Name-checking the guitarists of Sonic Youth and R.E.M. pretty much revealed what little I knew of music while posturing how much I knew about music. I do find this paragraph anthropologically interesting:
Kurt Cobain and Nirvana, deities bless, brought punk kicking and screaming into the mainstream but in doing so locked record moguls into thinking what America needed was an entire decade of thrice-removed punk pop mixed with — cough — heavy metal.
The A.V. Club wrote a takedown on 1996, the year alternative music died. Five years on, the situation in rock music hadn’t improved.

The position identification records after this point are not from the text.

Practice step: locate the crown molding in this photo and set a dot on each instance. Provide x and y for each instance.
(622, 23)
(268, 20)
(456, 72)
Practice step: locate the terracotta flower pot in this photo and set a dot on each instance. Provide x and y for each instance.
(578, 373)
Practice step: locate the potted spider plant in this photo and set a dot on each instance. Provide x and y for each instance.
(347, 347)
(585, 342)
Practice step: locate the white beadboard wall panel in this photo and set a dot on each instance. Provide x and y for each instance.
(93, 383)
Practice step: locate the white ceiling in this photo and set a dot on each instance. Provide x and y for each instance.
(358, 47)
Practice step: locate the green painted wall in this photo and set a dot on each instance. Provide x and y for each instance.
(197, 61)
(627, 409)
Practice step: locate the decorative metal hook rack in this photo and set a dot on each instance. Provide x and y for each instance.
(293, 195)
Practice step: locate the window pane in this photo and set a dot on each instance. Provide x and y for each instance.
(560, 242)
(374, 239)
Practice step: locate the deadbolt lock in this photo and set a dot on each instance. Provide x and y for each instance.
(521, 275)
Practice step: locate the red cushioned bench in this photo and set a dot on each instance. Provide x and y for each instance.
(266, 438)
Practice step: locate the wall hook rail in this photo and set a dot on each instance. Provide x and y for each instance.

In fact, Nickelback and Limp Bizkit were in their prime when I typed that paragraph, and it led me to conclude 100 Broken Windows was awesome because nü metal suuuuuuuuucked.
The snark against Blur in the second sentence of my review is pretty dated now, although I don’t anticipate I’ll ever find any appeal in Oasis.
Before the Internet allowed listeners to try before they buy on a massive scale, music stores would set up listening kiosks for shoppers to sample a few select albums.
Of course, spots on these kiosks were available to labels who could pay for them, but I didn’t know that at the time. Given the quality of some of these selections, I could very well intuit they weren’t there solely on their merits.
100 Broken Windows by Idlewild was such a purchase. I had been living in Austin for three years at that point, and I hadn’t quite weaned myself off of Tower Records yet.
I gave a few tracks on the album a quick slice test — no more than 15 seconds for the first few tracks — to see if it would appeal to me, and luckily enough, it survived scrutiny. So I brought it home.
The album grew on me the more I listened to it, but part of me couldn’t quite picture myself being an Idlewild devotee. The band hit all the right points for me — lots of guitars, a singer with British brogue, a set of catchy songs — but I could sense I wouldn’t need more than one or two albums from them.
I had semi-consciously decided that if money got tight, 100 Broken Windows would be destined for a used CD bin. In 2002, money did get tight — I got laid off when the dot-com bubble burst, and the few bucks I got for the CD went toward petty cash.
At the same time, I knew the album wasn’t so bad that I never wanted to hear it again. So I ripped it before I let it go, then shelved the CD-ROM in the closet.
Fast forward 12 years later …
My rediscovery of vinyl spurred me to re-evaluate those decisions to let items in my collection wander off. I pulled out the CD-ROMs housing albums I sold for cash — 100 Broken Windows included — and gave them another play.
Yeah, I was dumb.
I may have never been destined to be an Idlewild fan, but I couldn’t deny being a fan of 100 Broken Windows. The album lost none of the appeal in the years since I first encountered it. To be honest, I’d find myself craving to hear “A Little Discourage” from time to time.
The album even got a reissue in the UK, supplemented with b-sides and extra tracks. I just settled to find a used copy for fewer than $5.
100 Broken Windows wasn’t the only victim of my short-sightedness. Maná’s MTV Unplugged, John & Mary’s The Weedkiller’s Daughter and Sugababes’ One Touch were albums that I liked more than I realized at the time.
At the time I sold them, I tried to picture whether ambivalence would set in years down the line. I gambled that my feelings for them would change for the worse and used that supposition to justify culling them from my collection.